The next few reflections and sermonettes will be part of a series I am calling “there’s something about Mary” and will queery Marian Devotion and Theology. The image, person, and theologies of Mary, mother of Jesus, have been important in my journey of faith as a queer Latin@ with Catholic roots. I hope this series introduces, or reintroduces , Mary not as a person or deity who so holy she is un-relatable; rather, my hope is to share her as a woman of la lucha who shares in our journey of making sense of G-d’s presence within us and among us, as a person who truly preached from a pulpit grounded in solidarity with others.
who do you say that i am?
Being raised Roman Catholic, I grew up with an idealized image of La Virgen. She was the pure, untouched, holy Virgin who was an example of faithful entrega to God—the immaculate vessel through which GOD came near. Sister Elizabeth Johnson’s historical-critical portrayal of Mary in “Truly Our Sister” enriched my understanding of Miriam of Galilee by presenting a real woman who lived a real life. Her description humanizes Mary in a way that does not diminish her value but makes her more accessible and easier to relate to. She does not give a hyper-fanatic or idealized account of Our Lady’s life but gives historical anecdotes that provide glimpses into the mind, life, and faith of a woman whose decision radically changed the life of her family, her community, and of history.
I have often asked myself what are the origins of Marian devotion and theology? Did she have an honored place for among Jews and the early Christian Tribe? Throughout the discussions and debates on polity, policy, doctrine, rites of initiation, who-is-in-and-who-is-out, and liturgical practice in the early formation of the Roman Church, where did Marian theology fall—did her example, witness, or life inform any of the discussions that took place?

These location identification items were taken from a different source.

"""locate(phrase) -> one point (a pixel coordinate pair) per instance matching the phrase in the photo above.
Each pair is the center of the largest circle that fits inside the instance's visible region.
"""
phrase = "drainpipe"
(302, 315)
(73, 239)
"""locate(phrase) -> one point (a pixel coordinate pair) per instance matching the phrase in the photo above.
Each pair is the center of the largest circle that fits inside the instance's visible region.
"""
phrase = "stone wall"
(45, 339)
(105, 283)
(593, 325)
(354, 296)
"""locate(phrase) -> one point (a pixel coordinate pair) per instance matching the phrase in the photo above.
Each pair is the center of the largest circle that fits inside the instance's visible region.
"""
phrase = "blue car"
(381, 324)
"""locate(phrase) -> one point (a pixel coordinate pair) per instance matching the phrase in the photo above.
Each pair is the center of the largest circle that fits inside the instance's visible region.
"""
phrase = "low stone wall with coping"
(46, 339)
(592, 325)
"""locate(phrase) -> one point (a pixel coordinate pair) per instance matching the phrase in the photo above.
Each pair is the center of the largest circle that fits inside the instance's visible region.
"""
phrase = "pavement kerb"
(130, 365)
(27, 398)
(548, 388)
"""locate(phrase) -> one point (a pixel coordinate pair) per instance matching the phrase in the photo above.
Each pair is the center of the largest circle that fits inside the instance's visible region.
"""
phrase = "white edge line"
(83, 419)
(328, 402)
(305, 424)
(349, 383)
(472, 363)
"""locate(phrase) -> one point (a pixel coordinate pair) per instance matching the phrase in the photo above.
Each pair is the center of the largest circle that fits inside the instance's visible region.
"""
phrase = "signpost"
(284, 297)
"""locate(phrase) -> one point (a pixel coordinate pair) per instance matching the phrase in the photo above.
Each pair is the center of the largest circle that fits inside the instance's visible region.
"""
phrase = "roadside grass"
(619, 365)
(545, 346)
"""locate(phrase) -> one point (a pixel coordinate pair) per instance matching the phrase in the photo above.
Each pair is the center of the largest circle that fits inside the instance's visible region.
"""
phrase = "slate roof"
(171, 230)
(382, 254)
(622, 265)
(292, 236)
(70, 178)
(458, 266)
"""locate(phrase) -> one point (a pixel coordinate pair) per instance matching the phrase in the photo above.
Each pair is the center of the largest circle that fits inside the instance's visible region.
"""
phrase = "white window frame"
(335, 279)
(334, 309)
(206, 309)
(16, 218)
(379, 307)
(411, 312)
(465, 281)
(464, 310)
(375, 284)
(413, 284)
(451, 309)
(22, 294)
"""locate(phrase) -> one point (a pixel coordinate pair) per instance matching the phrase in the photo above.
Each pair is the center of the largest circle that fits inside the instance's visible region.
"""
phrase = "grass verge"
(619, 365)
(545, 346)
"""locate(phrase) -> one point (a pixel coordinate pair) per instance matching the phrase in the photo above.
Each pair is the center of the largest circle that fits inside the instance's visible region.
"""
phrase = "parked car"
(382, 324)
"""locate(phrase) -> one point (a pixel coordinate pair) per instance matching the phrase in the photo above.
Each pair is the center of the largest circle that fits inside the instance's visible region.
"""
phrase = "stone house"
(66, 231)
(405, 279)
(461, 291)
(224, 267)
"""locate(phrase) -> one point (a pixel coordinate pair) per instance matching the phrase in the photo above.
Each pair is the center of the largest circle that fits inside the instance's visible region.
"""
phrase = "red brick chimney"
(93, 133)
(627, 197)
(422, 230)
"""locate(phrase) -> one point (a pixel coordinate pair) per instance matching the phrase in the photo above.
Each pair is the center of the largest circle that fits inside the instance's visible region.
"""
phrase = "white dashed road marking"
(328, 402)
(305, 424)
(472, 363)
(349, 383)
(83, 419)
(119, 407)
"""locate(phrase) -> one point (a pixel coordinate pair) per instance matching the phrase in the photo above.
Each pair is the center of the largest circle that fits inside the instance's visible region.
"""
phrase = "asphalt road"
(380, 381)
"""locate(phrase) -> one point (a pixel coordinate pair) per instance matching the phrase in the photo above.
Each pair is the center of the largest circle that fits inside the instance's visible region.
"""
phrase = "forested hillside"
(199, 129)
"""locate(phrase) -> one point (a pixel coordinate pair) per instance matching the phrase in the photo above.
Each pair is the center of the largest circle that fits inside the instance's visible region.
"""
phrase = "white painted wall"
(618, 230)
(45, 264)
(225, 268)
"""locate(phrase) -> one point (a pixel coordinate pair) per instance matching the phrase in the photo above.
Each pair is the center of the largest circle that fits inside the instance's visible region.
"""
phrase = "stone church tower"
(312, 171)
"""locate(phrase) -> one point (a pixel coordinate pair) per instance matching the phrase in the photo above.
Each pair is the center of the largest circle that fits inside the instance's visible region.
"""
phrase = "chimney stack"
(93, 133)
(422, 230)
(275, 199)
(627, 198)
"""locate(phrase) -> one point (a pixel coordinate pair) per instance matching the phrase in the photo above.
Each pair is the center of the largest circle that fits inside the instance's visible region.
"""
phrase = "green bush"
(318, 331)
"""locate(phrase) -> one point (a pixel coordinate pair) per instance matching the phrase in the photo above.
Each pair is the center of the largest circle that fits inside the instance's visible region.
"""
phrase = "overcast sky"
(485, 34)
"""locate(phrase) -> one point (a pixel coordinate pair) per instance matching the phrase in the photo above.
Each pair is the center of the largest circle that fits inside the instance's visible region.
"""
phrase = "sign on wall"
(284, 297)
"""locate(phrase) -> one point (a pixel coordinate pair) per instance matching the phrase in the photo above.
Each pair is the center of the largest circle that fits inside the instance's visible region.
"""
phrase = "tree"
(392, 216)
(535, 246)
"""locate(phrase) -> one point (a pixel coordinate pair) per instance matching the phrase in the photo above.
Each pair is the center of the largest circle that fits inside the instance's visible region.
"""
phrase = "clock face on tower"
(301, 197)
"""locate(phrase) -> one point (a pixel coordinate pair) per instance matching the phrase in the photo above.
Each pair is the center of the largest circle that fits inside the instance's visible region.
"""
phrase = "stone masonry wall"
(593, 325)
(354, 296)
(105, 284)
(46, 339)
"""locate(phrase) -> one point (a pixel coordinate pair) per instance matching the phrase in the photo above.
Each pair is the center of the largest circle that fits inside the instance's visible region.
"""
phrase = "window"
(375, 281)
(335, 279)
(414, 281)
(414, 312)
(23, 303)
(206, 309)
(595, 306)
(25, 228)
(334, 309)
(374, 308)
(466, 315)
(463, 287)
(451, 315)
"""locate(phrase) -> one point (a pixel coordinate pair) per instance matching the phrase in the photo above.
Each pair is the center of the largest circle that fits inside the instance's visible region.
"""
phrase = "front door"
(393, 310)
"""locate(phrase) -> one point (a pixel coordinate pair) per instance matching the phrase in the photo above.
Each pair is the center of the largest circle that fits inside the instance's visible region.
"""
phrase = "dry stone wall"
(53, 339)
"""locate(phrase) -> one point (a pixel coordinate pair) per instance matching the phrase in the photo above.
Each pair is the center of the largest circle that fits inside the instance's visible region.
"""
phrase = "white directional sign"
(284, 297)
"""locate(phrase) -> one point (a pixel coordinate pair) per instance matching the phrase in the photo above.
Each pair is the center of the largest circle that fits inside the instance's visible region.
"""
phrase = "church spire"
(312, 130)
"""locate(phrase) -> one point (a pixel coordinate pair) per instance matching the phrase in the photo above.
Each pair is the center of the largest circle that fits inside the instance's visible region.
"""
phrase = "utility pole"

Johnson describes the political, economic, social, religious, and cultural realities of Galilee depicting how both Mary and her community were marginalized on several levels. She was a teenage mother who was marginalized because she was a woman, poor, an undocumented immigrant, and from an unimportant town—who she was as a person was cause to be cast out. As a person who is considered to be on the fringe for being LGBT and religious, LGBT and Hispanic, and a religious queer Latin@, these new insights into Mary’s life bring comfort to my struggles for finding a place within my ethnic and faith communities. How can we as religious professionals use the image of Mary to offer hope to marginalized communities who are oppressed because of reasons of gender/sexuality, ethnic affiliation/affinity, or socio-economic status (or in some cases all three)?
Johnson describes the importance of women in domestic cultic life. How can these new insights complicate and complement Feminist theologies in Hispanic and Latin American communities that are dominated by machismo? What role has Mary played in the development of feminist theologies?
This series, “There’s something about Mary,” will give you and me the opportunity to reflect, discern, ask, queery, wrestle, and enrich our response to who I say that Mary is and ultimately, who do we say we are?